Researchers involved in the study looked at alcohol consumption estimates for 2010 and data on cancer cases from 2020. The 10-year latency period was to account for the lengthy development of the cancer types included in the study – oral cavity, pharynx, larynx and esophagus, as well as colon, rectum, liver and female breast.

Of the 741,300 cases linked to alcohol, the study found cancers of the esophagus, liver and breast contributed the most.

Heavy drinking (more than 60 grams per day, or the equivalent of more than six alcoholic drinks) accounted for nearly 47% of cases, and risky drinking (between 20 to 60 grams per day) accounted for over 39% of cases. Moderate drinking (less than 20 grams or up to two drinks per day) contributed to 14% of cases.

Figure showing alcohol consumption related cancer cases globally

Population attributable fractions, by alcohol consumption category, sex, and world region. [The Lancet Oncology]

“This high-quality study uses rigorous methods and approaches to analyze data from many studies all together, giving a high level of confidence in the data,” said Dr. Shelley Tworoger, associate center director of Population Science at Moffitt Cancer Center.

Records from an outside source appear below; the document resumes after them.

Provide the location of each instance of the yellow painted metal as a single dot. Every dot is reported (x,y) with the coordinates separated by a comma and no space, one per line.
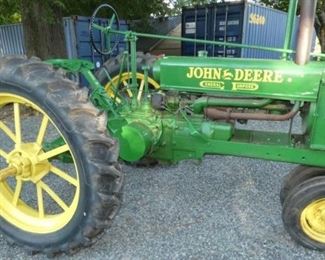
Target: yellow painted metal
(312,220)
(5,173)
(124,79)
(31,165)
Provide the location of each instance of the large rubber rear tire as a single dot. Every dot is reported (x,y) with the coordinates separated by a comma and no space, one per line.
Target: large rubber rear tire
(94,152)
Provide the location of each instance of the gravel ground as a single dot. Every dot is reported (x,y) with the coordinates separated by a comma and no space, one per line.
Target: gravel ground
(221,208)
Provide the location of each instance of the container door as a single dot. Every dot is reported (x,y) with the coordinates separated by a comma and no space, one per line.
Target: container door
(227,27)
(195,25)
(266,27)
(79,45)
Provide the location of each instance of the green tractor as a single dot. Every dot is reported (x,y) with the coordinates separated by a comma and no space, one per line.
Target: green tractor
(60,177)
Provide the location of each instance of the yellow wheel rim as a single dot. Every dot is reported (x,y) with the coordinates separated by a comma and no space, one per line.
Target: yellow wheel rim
(313,220)
(30,166)
(112,85)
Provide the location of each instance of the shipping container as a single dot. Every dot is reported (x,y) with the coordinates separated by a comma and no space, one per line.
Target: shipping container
(78,45)
(12,40)
(240,22)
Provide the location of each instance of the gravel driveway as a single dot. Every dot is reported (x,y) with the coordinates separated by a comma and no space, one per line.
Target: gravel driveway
(221,208)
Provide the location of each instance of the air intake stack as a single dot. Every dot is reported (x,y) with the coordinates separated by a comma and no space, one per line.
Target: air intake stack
(306,30)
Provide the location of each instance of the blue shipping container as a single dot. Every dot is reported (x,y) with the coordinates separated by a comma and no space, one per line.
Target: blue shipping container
(11,40)
(76,30)
(243,22)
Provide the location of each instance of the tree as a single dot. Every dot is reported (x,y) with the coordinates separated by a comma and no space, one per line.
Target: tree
(9,11)
(320,16)
(42,23)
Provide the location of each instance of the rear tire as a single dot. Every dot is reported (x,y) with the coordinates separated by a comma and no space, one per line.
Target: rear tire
(98,181)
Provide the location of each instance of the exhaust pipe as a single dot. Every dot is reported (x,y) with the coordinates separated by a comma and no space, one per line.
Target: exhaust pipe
(306,30)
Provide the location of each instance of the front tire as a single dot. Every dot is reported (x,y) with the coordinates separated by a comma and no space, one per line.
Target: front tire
(73,203)
(304,213)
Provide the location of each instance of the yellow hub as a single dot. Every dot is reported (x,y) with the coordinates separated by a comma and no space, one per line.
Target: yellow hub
(312,220)
(26,161)
(28,165)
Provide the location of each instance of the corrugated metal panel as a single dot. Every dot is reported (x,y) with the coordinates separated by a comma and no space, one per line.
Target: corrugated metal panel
(76,30)
(195,25)
(11,40)
(263,26)
(242,22)
(227,26)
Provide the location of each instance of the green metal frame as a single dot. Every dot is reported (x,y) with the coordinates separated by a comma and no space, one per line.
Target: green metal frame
(181,130)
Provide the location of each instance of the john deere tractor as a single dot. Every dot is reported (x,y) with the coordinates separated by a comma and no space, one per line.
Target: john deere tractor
(61,145)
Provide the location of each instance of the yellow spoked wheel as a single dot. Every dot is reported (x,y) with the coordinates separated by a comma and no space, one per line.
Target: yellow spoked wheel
(60,180)
(313,220)
(123,88)
(29,165)
(304,213)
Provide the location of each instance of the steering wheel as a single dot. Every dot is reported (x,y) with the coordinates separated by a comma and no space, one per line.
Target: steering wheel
(104,30)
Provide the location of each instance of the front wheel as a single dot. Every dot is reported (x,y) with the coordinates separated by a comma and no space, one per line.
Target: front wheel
(48,205)
(304,213)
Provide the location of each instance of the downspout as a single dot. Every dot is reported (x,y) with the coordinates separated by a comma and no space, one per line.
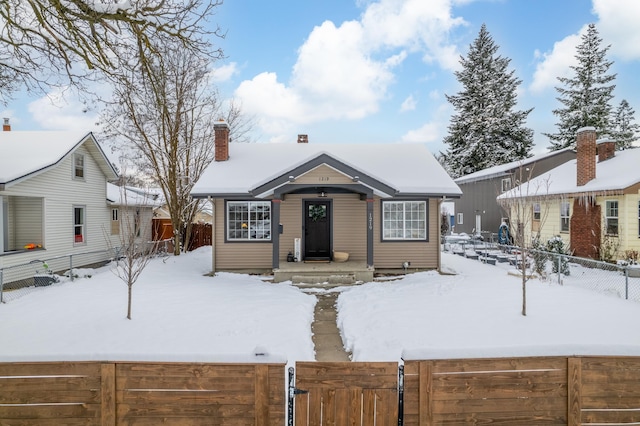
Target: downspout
(439,233)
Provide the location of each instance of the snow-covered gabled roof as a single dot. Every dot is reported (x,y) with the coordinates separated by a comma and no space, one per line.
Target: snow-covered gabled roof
(612,175)
(27,153)
(507,168)
(126,196)
(409,169)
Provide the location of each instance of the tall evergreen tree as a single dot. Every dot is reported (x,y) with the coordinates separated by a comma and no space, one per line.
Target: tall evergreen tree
(485,130)
(586,96)
(624,131)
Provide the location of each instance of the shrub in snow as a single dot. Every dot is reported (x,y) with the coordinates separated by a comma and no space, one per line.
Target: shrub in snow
(556,246)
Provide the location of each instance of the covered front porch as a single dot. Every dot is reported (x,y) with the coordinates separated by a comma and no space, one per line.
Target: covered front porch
(332,273)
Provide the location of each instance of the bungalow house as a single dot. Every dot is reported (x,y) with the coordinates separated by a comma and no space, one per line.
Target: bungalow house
(592,202)
(476,211)
(271,203)
(52,196)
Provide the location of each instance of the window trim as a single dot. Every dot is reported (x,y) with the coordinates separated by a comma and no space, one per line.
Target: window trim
(82,225)
(247,240)
(78,167)
(607,217)
(404,203)
(538,213)
(505,184)
(567,217)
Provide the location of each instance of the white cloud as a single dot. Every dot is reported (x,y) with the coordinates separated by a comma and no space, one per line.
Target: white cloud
(224,73)
(60,110)
(555,64)
(618,26)
(345,71)
(409,104)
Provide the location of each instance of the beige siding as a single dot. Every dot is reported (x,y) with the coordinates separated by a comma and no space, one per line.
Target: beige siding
(350,225)
(237,255)
(324,174)
(391,254)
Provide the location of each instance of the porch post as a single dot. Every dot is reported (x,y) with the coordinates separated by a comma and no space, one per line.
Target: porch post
(275,233)
(2,219)
(370,230)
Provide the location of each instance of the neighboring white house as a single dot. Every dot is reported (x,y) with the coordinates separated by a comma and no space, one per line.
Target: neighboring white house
(53,196)
(132,211)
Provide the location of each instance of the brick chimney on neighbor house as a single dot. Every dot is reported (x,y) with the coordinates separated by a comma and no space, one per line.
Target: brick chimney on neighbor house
(586,155)
(606,149)
(221,135)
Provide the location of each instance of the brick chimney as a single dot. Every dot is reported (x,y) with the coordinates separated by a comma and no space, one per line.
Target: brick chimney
(606,149)
(586,155)
(221,135)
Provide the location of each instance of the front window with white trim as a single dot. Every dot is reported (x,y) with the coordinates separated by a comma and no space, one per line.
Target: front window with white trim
(611,217)
(564,216)
(79,225)
(249,220)
(404,220)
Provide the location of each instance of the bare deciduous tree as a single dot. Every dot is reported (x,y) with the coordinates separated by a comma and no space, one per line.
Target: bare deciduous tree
(132,240)
(518,204)
(163,112)
(53,42)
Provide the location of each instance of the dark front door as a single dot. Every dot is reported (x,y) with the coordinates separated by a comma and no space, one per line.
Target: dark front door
(317,230)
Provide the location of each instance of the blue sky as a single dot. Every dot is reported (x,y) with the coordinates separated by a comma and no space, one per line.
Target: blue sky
(348,71)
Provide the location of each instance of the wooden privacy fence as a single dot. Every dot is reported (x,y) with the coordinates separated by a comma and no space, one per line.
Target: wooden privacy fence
(109,394)
(512,391)
(523,391)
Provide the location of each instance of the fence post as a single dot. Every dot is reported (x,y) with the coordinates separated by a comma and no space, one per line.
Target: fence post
(626,283)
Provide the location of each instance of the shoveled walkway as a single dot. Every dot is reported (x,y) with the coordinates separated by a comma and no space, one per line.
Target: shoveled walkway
(326,336)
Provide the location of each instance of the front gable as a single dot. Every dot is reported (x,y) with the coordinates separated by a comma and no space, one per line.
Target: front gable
(319,172)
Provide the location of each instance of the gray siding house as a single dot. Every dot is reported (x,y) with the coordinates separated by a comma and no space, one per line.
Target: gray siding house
(378,202)
(477,211)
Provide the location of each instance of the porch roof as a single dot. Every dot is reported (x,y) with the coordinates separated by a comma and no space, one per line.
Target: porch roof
(388,169)
(26,153)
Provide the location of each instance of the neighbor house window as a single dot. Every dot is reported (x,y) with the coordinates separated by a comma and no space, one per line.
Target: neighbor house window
(505,184)
(249,220)
(611,218)
(536,212)
(78,166)
(115,222)
(564,216)
(404,220)
(79,224)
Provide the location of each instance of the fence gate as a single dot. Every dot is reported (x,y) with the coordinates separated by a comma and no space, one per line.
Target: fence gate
(345,393)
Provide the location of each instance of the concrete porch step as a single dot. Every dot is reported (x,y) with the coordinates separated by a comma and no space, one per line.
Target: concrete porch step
(338,279)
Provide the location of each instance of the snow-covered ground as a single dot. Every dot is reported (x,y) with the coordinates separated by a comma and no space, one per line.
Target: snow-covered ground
(181,315)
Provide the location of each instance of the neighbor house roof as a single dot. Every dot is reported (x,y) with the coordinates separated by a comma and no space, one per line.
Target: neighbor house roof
(27,153)
(255,169)
(507,168)
(612,175)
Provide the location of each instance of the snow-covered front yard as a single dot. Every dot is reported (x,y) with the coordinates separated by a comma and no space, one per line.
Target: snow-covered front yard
(181,315)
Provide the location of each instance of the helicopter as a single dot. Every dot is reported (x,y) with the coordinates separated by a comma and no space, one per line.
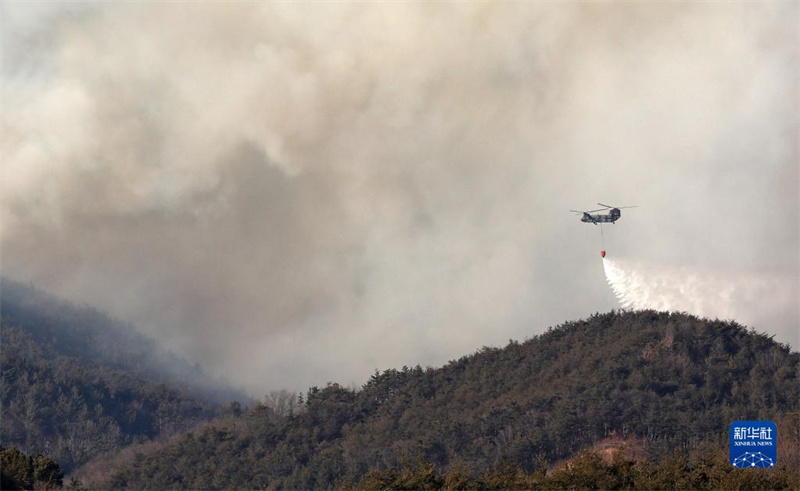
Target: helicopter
(613,215)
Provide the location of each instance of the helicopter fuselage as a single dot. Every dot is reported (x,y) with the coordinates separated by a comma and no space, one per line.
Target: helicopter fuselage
(613,215)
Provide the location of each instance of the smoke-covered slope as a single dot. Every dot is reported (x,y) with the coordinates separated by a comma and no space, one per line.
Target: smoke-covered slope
(76,383)
(673,380)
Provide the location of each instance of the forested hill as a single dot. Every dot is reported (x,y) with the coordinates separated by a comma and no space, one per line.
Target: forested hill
(77,383)
(672,381)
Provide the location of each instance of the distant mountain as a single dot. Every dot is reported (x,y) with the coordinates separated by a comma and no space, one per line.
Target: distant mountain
(670,381)
(77,383)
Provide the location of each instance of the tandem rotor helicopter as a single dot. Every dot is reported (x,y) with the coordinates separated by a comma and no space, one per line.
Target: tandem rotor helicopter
(613,214)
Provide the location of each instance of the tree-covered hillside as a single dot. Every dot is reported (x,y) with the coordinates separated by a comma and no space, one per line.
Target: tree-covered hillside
(671,380)
(76,383)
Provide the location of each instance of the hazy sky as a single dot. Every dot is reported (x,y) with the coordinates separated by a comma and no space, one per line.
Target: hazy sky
(295,193)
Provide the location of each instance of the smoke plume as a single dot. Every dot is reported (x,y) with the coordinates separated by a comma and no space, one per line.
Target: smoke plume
(291,193)
(741,297)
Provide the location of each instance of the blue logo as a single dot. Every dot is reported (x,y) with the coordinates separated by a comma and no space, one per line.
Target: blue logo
(754,444)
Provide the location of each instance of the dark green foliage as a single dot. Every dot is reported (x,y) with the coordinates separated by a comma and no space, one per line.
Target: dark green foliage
(19,471)
(76,383)
(671,380)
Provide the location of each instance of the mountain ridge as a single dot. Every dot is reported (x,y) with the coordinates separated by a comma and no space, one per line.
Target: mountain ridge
(670,379)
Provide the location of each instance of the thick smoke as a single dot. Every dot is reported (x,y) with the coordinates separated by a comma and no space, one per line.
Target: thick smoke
(745,298)
(291,193)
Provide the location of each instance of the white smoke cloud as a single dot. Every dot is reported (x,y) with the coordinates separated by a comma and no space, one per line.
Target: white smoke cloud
(291,193)
(746,298)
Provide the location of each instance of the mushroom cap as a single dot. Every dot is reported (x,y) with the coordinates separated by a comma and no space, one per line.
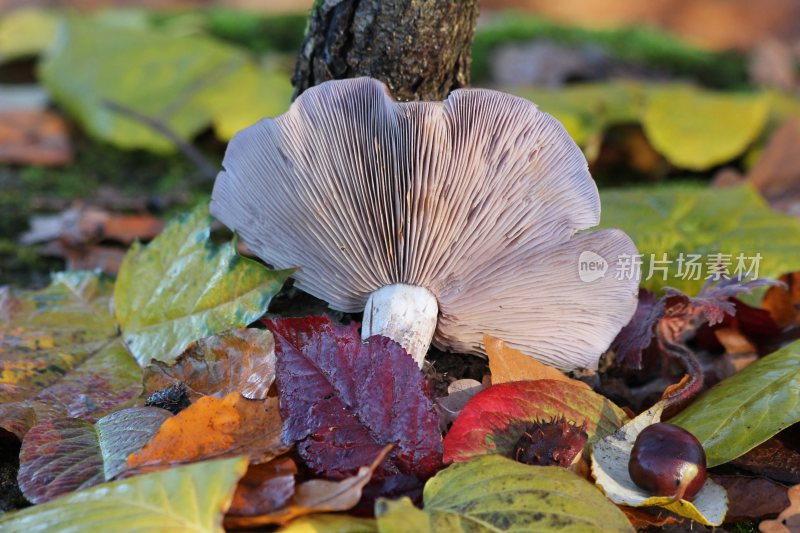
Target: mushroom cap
(477,198)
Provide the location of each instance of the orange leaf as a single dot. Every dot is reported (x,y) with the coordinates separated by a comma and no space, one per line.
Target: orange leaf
(213,428)
(315,496)
(508,364)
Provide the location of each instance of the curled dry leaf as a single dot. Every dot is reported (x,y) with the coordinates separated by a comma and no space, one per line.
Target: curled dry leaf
(240,360)
(494,419)
(493,493)
(265,488)
(315,496)
(752,497)
(458,394)
(344,400)
(610,457)
(789,519)
(68,454)
(187,498)
(212,428)
(508,364)
(181,287)
(60,354)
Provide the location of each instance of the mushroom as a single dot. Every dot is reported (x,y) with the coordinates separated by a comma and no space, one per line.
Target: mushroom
(440,220)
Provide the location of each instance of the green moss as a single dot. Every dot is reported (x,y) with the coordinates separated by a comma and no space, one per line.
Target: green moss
(642,46)
(96,165)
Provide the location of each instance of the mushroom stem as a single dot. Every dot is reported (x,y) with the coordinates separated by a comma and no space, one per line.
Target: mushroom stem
(406,314)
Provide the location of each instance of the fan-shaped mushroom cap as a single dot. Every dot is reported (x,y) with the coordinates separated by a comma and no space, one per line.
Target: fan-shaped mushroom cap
(477,199)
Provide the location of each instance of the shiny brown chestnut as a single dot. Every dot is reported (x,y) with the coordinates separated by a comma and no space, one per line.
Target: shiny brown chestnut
(669,461)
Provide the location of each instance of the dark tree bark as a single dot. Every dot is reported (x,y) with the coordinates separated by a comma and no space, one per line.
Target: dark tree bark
(421,49)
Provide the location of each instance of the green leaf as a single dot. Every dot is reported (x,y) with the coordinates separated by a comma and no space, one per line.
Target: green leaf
(747,408)
(699,220)
(698,129)
(401,516)
(183,81)
(188,498)
(330,523)
(26,32)
(181,287)
(493,493)
(67,454)
(610,458)
(60,353)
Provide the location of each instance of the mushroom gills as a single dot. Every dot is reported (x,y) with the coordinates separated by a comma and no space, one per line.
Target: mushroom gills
(407,314)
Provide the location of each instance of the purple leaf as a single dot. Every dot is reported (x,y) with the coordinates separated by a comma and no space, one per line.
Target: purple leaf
(343,400)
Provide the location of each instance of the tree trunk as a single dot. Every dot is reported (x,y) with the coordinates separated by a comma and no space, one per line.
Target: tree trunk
(421,49)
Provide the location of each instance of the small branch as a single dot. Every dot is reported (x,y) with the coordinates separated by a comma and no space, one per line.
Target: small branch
(206,168)
(669,334)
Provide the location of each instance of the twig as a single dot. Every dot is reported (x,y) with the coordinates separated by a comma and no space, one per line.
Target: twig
(206,168)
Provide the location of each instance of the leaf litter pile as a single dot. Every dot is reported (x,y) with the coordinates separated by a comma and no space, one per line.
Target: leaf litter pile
(182,393)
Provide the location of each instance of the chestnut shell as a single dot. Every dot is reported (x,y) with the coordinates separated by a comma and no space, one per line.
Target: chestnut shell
(669,461)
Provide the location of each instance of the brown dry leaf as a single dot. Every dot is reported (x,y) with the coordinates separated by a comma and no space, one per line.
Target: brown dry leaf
(643,517)
(507,364)
(315,496)
(751,497)
(789,519)
(240,360)
(783,303)
(213,428)
(265,488)
(33,137)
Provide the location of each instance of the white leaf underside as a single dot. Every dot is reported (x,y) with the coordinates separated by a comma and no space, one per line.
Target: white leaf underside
(477,199)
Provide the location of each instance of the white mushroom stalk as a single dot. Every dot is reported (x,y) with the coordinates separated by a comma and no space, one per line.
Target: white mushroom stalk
(446,220)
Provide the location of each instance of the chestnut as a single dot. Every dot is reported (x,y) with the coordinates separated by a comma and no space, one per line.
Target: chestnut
(667,460)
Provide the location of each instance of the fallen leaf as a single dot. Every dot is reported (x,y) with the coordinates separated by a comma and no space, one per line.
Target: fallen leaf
(34,137)
(776,174)
(330,523)
(641,518)
(315,496)
(83,224)
(637,336)
(236,360)
(265,487)
(400,516)
(181,287)
(343,400)
(748,408)
(493,493)
(507,364)
(186,498)
(60,354)
(494,419)
(750,498)
(26,32)
(212,428)
(692,220)
(697,129)
(610,458)
(68,454)
(789,519)
(777,458)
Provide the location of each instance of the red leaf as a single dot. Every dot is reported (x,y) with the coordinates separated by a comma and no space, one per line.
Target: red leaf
(634,338)
(494,419)
(343,400)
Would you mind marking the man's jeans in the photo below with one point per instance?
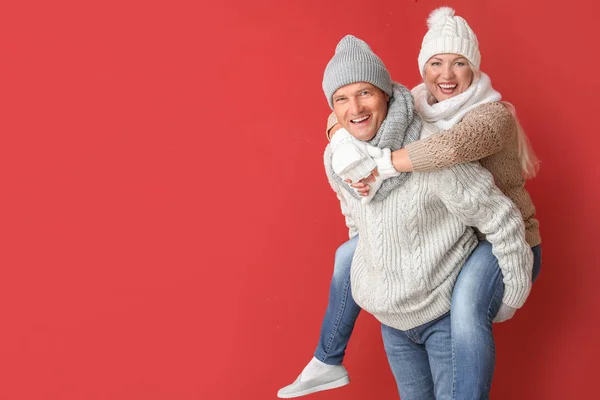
(475, 301)
(421, 359)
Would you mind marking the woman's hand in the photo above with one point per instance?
(362, 187)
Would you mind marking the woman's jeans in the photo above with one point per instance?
(475, 301)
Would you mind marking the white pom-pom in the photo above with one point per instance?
(438, 15)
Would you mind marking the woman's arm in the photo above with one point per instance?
(468, 191)
(482, 132)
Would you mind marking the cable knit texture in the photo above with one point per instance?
(488, 134)
(414, 242)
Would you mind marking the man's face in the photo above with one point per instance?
(360, 108)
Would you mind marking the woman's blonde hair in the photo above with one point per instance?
(530, 164)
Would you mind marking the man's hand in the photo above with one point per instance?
(350, 158)
(367, 187)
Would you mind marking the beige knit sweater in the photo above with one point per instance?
(488, 134)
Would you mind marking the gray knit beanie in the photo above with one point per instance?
(353, 62)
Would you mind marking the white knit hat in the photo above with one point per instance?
(448, 34)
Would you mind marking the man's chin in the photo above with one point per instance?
(363, 134)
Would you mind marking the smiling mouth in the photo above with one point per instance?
(447, 88)
(360, 120)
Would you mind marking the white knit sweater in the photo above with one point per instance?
(413, 244)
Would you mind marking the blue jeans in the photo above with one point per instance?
(421, 359)
(342, 311)
(476, 299)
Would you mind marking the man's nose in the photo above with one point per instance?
(355, 106)
(447, 71)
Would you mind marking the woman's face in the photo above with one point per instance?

Tworoger says alcohol consumption, especially heavy or binge drinking, is an important contributor to the development of some cancers, including head and neck, gastrointestinal and among women, breast cancer.

“With the COVID pandemic, studies have suggested an increase in heavy or binge drinking, and these patterns are associated with developing cancer and heart disease,” she said. “However, some studies have shown potential benefits of moderate alcohol consumption, such as reducing the risk of cardiovascular disease, especially in men.”

The authors of the study believe that effective policy and public awareness of the cancer risks associated with alcohol could alleviate the burden of alcohol-attributable cancers.

“Overall, drinking is a personal choice,” said Tworoger, “but limiting your intake or not drinking at all is an important part of a healthy lifestyle.”